[Vision2020] The Virtues Come First

melyndahuskey at earthlink.net melyndahuskey at earthlink.net
Wed Jun 22 19:16:08 PDT 2005


I have serious qualms about the Virtue Project, despite my admiration for
virtue generally, and my surprise at appearing to share an opinion with
Phil Nesbit, for whom my admiration is limited.  I'm sorry to disagree with
a number of fine people--Linda Pall, Nick Gier, and others.

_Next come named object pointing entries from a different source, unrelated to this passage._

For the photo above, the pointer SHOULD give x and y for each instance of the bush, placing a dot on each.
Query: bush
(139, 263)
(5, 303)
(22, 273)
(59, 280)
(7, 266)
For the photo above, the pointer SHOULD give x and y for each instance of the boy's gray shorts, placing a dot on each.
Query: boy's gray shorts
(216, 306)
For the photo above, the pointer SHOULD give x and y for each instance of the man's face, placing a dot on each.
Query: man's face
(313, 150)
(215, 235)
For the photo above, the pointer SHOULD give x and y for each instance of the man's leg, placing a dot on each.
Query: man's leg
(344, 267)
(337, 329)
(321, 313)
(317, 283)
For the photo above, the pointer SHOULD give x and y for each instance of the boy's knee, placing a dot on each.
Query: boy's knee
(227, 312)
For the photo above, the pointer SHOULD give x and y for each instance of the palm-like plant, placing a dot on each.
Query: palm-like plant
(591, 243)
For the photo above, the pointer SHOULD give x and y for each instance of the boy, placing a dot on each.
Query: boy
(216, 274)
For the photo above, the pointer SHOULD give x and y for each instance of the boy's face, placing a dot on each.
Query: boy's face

 The reductive structuralism implied by trolling world religions and making
a list of qualities which can be found in many of them is troubling to me. 
How do we define the qualities in the list?  How do we distinguish between
a virtue and a socially or personally desirable behavior?  To choose one
example from the several lists on the Virtues Project website, why is
"cleanliness" a virtue in family life?  Cleanliness is absent from other
lists of virtues on the same page.  And is cleanliness really a *virtue*? 
Is it a moral behavior to seek cleanliness?  Are clean people better than
dirty people?  Is assertiveness a virtue distinct from, say, courage or
truthfulness?  (According to the OED, assertiveness in this particular
sense is first attested in 1975--rather a short time for a universal virtue
to have staked its claim on all of humanity.)

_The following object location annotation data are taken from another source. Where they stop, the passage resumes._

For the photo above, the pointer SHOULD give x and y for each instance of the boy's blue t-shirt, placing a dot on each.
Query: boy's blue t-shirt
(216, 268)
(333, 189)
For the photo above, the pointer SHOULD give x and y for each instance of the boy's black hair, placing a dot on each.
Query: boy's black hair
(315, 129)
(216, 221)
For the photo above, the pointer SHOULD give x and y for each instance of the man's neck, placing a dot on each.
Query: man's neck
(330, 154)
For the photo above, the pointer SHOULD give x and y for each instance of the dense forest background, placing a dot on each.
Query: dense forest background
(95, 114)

 Moral development research, at least as I read it, does not strongly
support the model Popov offers--what I think of as the "bag of virtues"
approach.  It's a "quick fix" approach, which I think confounds
Aristotelian assumptions (we become by doing) and neo-Platonic language
theory (words make things real), without any real depth of inquiry.  If we
are going to invest city money in the development of civic virtue, I'd want
us to have a more theoretically coherent program with clearer outcomes
designed.  There are such programs, typically directed at teaching
particular communication and participation skills (the Public Conversations
Project, for example, or Difficult Issues Forum).  They might also be more
effective in addressing civic concerns--ongoing ideological conflict, for
example, or a general decline in civility.